How It Works Internally
Redis runs a single-threaded event loop. It uses epoll on Linux and kqueue on macOS for I/O multiplexing. No locks, no context switches. A single instance on modern hardware pushes 100,000 to 200,000 ops/sec without breaking a sweat. Since Redis 6.0, I/O threading offloads socket reads and writes to background threads while command execution stays single-threaded, roughly doubling throughput on multi-core machines.
The data structures are where Redis gets interesting. Sorted sets use a skip list for O(log N) range queries alongside a hash table for O(1) point lookups. Small hashes and lists use ziplist encoding, which packs data into contiguous memory and cuts pointer overhead. Strings under 44 bytes use embedded SDS (Simple Dynamic Strings) to skip a separate allocation. The practical takeaway: memory efficiency varies a lot based on how the data is shaped. A hash with 100 small fields uses far less memory than 100 individual string keys. Consider the data model before writing keys.
Persistence works in two flavors. RDB snapshots fork the process and serialize the dataset using copy-on-write, producing compact point-in-time backups. AOF (Append-Only File) logs every write command. Fsync can be configured per command, per second, or never. Most production setups run both: AOF with appendfsync everysec for durability, plus periodic RDB snapshots for fast restores and offsite backups. Neither is perfect. RDB can lose up to a few minutes of data. AOF files grow large and need periodic rewrites. Pick the tradeoff.
Production Architecture
Redis Cluster partitions the keyspace into 16,384 hash slots spread across primary nodes. Each primary replicates asynchronously to one or more replicas. When resharding is needed, the MIGRATE command atomically moves keys between nodes while clients follow MOVED and ASK redirections. It works, but it adds operational weight. Redis Sentinel handles automatic failover for non-clustered setups by monitoring primaries and promoting replicas when health checks fail. Failover typically completes within 30 seconds.
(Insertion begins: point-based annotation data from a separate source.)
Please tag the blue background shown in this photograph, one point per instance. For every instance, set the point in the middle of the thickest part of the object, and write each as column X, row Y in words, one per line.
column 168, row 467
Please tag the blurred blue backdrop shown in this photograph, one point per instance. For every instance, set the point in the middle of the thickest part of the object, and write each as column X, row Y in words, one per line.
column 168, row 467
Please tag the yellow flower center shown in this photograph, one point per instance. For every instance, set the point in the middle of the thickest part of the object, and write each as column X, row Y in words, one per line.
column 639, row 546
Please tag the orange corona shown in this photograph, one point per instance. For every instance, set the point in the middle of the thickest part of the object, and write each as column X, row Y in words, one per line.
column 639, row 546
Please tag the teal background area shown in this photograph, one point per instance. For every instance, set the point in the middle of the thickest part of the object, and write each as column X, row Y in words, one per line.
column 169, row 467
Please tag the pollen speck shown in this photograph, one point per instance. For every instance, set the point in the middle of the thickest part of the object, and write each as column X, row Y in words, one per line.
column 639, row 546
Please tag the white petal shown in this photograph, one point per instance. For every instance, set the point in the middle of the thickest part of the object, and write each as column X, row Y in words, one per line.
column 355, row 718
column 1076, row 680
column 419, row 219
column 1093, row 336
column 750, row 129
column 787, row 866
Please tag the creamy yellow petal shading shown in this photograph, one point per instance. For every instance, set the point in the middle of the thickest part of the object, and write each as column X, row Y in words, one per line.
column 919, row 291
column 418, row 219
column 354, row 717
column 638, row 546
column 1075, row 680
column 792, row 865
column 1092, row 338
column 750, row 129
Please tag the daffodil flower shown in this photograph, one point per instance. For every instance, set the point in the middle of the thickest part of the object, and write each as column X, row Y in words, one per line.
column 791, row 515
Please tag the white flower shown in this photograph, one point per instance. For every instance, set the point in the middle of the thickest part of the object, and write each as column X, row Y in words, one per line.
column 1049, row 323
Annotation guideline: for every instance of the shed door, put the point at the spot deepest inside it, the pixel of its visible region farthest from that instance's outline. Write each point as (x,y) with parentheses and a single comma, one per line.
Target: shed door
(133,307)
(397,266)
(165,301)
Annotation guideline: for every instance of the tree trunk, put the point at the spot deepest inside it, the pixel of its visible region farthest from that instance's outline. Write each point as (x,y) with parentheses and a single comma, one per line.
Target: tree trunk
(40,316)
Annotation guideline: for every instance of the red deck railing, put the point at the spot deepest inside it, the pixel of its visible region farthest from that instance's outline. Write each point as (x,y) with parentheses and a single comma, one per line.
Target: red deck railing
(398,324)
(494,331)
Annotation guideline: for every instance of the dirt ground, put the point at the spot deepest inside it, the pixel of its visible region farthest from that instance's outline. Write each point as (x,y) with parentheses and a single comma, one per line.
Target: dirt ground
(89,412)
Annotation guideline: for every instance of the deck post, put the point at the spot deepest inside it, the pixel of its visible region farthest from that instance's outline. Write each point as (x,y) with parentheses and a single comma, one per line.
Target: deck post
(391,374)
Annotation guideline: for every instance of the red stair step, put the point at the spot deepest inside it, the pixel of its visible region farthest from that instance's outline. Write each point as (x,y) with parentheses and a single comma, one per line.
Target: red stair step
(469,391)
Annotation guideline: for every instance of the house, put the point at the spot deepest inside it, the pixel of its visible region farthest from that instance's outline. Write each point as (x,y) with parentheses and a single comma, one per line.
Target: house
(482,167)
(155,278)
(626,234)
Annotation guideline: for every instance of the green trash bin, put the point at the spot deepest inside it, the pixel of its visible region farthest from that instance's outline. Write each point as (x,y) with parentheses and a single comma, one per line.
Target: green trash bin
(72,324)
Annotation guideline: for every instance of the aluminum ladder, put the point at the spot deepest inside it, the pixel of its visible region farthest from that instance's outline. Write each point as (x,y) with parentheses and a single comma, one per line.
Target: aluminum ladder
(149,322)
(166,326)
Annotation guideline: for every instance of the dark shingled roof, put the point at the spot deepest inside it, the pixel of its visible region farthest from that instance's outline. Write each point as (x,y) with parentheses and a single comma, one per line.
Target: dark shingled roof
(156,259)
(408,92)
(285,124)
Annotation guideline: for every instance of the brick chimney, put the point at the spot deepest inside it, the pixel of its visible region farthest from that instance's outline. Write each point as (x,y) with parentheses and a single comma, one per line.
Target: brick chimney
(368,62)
Here is practical advice from running this in production. Deploy at least three Sentinel instances across separate failure domains. Set replica-read-only yes and send read traffic to replicas if the workload skews read-heavy. Watch replication lag through INFO replication. And set min-replicas-to-write to stop a partitioned primary from accepting writes that will vanish once the partition heals. This one setting has saved me from data loss more than once.
Capacity Planning
A single Redis instance on an r6g.xlarge (32GB RAM) handles about 200K ops/sec for simple GET/SET. Budget 2x to 3x the dataset size in RAM. That headroom is needed for fragmentation, replication buffers, and copy-on-write overhead during RDB saves. People consistently underestimate this. Instagram, as a reference point, stores over 300 million key-value mappings in Redis for media-ID-to-user-ID lookups and keeps it around 1GB through aggressive hash encoding optimizations.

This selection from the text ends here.